Lessons from Disney+ Launch
We have been waiting, like many people, for the launch of Disney+. We were genuinely disappointed by the outages and management issues that were covered so widely in the press.
From our perspective, the outages could have been caused by a combination of three things:
- Infrastructure failing to scale on demand during load.
- Architecture of the platform causing bottlenecks.
- Business failing to anticipate the demand for the launch.
The assumption is that Disney+ is running on Azure (compared to Netflix, which runs on AWS). Regardless, the infrastructure failed to scale to handle the demand in ways that truly should not exist in 2020. A robust infrastructure should be able to grow to handle the demand requested, and for the people involved to have plenty of tools to know there is a problem in advance.
We are humble and curious about these types of challenges, and offer a few gotchas that we respect such as the architecture causing a bottleneck preventing scaling we’ll touch on this in a second.), non-self healing infrastructure (which is unacceptable for this product), or a cloud provider imposed resource limit (which is worthy of contract termination). To detect and fix these, a robust load test pushes the scenario by periodically killing key resources. Nothing is cooler than running a load test, killing half your servers, and watching them recover.
Platform architecture is important because you want to make sure you aren’t creating bottlenecks for users to go through. The Theory of Constraints say that any scaling you do that isn’t at the most restrictive point won’t yield any improvements. The could ideally be identified by running a load test against real-world scenarios — including beyond-expectation launches. Once detected, the architecture could be changed and corrected.
Launching new products is a tricky business. We need to balance cost, with projected interest in the product. We don’t want to over provision and cost more money, and depending on the product and industry, gaging interest at any given moment can be tricky. For instance, a product might have one million people pre-sign up. But the initial interest spikes to 2 million. Adding to the challenge, platform problems often hit social media and can spiral out of control. What do you do? This is probably the hardest one to fix. Market surveys, pre-registration, and historic performance of platforms all help. But the best fix is to ensure your infrastructure and platform are designed to scale and handle the load.

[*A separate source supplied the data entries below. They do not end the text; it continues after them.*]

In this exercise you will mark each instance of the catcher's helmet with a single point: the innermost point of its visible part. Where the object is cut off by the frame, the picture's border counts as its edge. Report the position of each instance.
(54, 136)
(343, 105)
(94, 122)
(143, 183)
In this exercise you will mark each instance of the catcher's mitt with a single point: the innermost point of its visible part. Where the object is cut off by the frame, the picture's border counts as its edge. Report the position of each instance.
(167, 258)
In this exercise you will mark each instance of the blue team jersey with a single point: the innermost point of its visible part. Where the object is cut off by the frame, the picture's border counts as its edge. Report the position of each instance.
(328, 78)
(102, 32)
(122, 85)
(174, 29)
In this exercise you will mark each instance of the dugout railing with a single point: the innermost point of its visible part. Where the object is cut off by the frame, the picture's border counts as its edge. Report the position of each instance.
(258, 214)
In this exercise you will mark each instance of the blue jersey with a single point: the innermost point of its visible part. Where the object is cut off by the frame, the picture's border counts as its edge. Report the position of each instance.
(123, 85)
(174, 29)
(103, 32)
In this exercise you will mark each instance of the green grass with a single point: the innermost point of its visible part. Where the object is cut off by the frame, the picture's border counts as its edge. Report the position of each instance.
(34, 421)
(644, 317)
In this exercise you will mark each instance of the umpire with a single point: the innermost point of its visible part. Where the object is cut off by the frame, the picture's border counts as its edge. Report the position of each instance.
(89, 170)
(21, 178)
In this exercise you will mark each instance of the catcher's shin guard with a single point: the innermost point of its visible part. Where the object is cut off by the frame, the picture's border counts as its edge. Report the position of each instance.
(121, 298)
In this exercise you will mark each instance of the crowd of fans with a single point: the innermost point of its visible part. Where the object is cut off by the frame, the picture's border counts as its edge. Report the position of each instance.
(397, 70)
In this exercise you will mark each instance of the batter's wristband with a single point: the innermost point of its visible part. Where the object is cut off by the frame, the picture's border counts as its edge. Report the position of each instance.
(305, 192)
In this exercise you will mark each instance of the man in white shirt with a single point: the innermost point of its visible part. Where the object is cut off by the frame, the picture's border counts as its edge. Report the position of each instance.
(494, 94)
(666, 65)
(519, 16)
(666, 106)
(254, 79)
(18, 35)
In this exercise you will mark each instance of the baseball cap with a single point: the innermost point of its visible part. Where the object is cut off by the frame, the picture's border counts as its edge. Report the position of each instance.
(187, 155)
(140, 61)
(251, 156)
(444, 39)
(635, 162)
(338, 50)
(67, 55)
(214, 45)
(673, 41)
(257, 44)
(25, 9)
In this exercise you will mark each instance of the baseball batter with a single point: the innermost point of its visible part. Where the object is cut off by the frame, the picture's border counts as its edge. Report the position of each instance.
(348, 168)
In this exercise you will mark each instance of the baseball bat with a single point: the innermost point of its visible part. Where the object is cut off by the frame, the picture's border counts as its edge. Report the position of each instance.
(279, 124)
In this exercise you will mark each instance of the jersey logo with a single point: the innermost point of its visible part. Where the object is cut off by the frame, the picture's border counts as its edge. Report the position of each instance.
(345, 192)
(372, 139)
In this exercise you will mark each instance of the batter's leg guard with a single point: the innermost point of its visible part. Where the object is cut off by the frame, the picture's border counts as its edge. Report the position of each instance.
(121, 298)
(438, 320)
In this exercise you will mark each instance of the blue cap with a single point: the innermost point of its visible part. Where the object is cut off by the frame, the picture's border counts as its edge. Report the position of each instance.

The cloud puts the ability to do big product launches into the hands of every company. Because of that, everytime there is a rocky launch, we re-evaluate how Metal Toad handles product launches for large high profile events to ensure we aren’t missing something. So far our checklist is holding up against a range of products from CES launches to the Emmys, but we’re continuing to watch the story around Disney+ to see if there are other lessons to learn and improvements to make.